Mitla Pass - Leon Uris [178]
The comrades like to shit their pants.
My dad screamed and slapped me in the face in front of everybody. I went to the door. “I’m an American! I’m an American!” I shouted.
“Come back here,” my dad demanded.
“Go fuck yourself,” I said and ran for it. I ran all the way to the train yard and jumped a freight part of the way back to Baltimore and hitched the rest of the way.
Well, the next week Dad was expelled from the Party and wrote me that he’d never forgive me. Two weeks later he was all over me to start writing him letters again. He never admitted it, but I had done him the biggest favor of his life.
My brother-in-law, Al Singer, had always had a struggle. Al had painted many houses so well that he finally got an opening to buy out a retiring contractor.
“Lazar, I need your help,” he petitioned.
Al was no go-getter, but he was honest. I loaned him the money he needed to buy the business. I had to wait a little too long, we had a lot of fights, but he paid me back every dime. Al and Fanny and their children finally moved out of the second-floor flat on Monroe Street to a place of their own.
With space now available in Bubba’s house, Molly and her husband, Danny, moved from Norfolk, mainly so she could take care of Gideon. What that boy needed more than anything else was something of his own. I gave him a little dog as a present. Gideon worshipped that animal. Dinky he called it. A mutt, but, like Gideon, he was a street fighter. He rode in Gideon’s bicycle basket and slept on Gideon’s chest. The tricks that dog would do for that boy.
For a brief moment, with Molly now in Baltimore, life looked a little better for Gideon. Then disaster struck, bang, bang, bang.
Leah returned from one of her affairs and just moved right into the boy’s bedroom, so he had to sleep on a couch in the kitchen. Gideon went on a weekend field trip with his schoolmates, and while he was gone, Leah had the animal shelter people pick up Dinky and put him to sleep.
Leah didn’t tell Gideon about it and he was certain the dog was stolen, because Dinky would never have run away from him.

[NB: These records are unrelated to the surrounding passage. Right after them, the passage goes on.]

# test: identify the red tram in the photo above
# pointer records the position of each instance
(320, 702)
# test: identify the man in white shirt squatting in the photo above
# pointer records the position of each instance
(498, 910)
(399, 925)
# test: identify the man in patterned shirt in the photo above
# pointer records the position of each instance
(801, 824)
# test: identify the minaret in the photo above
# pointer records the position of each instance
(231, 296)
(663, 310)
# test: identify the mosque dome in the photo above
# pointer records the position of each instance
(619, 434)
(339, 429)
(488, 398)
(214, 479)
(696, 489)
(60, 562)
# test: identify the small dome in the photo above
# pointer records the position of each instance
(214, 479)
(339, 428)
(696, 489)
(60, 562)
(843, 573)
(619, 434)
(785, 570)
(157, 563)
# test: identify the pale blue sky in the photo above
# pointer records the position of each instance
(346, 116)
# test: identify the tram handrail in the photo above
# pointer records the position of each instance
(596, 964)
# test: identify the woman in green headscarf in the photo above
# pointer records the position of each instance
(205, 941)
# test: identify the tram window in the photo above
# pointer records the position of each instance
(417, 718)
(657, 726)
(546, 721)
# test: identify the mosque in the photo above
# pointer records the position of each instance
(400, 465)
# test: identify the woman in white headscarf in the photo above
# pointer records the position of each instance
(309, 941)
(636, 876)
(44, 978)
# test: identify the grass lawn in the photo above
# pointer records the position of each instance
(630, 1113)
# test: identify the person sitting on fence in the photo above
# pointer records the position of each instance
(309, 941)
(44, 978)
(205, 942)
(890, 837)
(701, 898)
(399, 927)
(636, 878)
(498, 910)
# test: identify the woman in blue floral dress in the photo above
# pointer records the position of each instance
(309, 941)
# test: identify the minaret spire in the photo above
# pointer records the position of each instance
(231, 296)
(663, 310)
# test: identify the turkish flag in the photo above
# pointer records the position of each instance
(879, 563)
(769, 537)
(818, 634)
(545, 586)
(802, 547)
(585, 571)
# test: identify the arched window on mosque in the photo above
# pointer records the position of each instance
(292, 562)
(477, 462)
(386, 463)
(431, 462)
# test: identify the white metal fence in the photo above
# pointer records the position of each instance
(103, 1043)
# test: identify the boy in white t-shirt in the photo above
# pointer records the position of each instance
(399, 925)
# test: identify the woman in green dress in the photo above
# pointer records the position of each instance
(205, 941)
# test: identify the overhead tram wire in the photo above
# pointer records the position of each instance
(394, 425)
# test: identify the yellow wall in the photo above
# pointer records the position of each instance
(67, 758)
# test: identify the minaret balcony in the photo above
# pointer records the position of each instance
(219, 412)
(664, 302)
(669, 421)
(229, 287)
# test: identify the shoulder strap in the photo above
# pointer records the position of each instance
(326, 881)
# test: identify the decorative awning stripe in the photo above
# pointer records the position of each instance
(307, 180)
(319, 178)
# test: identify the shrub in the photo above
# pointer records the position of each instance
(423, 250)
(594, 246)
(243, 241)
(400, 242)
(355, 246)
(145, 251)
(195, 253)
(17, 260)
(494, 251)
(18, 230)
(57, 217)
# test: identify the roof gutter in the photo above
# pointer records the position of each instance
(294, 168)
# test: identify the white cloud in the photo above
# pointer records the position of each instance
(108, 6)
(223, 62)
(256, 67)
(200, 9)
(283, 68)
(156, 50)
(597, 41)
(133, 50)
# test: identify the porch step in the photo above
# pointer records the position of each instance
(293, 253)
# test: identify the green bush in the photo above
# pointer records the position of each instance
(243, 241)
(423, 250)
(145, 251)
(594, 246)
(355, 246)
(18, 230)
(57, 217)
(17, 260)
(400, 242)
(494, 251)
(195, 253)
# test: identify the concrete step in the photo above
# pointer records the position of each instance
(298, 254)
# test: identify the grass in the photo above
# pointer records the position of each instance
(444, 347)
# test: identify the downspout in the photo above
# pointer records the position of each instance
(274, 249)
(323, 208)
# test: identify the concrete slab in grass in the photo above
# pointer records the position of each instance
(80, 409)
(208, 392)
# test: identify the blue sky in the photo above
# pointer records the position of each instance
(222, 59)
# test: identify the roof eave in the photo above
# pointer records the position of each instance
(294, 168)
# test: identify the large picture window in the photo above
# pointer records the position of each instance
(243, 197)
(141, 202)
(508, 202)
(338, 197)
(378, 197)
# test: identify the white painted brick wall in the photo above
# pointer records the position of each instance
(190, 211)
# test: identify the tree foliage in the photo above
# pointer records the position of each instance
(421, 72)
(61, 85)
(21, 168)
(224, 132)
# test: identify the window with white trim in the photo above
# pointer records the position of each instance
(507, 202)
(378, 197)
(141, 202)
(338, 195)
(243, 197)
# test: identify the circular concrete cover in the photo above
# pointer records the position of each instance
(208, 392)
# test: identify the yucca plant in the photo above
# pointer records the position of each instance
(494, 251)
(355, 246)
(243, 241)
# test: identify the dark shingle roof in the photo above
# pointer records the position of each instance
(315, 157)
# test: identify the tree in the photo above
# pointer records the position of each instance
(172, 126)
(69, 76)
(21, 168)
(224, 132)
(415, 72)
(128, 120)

For a month the boy searched high and low, walking through all the adjoining neighborhoods and shouting for his puppy. It was pathetic.
One night he heard his mother speaking in Yiddish to Bubba and confiding that she had sent the dog to the pound.
“He was filled with fleas. Gideon was terribly allergic. I only did what I thought best. I didn’t know he would carry on like this.”
I don’t know if he ever fully forgave his mother for that, but it was as though a part of him had died, and what came back in its place was anger.
A few weeks after Gideon learned Dinky had been put to sleep, Danny Shapiro was hit by a truck and hospitalized for an indefinite period, with a fractured skull and several broken bones. Molly was a poorly paid secretary and her salary couldn’t cover the medical bills, much less support herself, her husband, her mother, and her brother. Dom and I dug into our pockets again.
But, thank God for small favors, there was one less mouth to feed because Leah was soon gone again. This time it was to Washington, where she married a little shoe clerk who worked in Sears, Roebuck and did nice things with women’s feet and got to steal a quick glimpse up the leg sometimes, when offered. It actually appeared that she would settle down with this guy for a while.
Then came the third blow, the terrible blow, the death of Bubba Hannah, God rest her soul. She went in her sleep, thank God, from a heart attack. The impact on the family was shattering, the most terrible event of our lives. Gideon, already weakened from blow after blow, seemed to be the one hurt the most.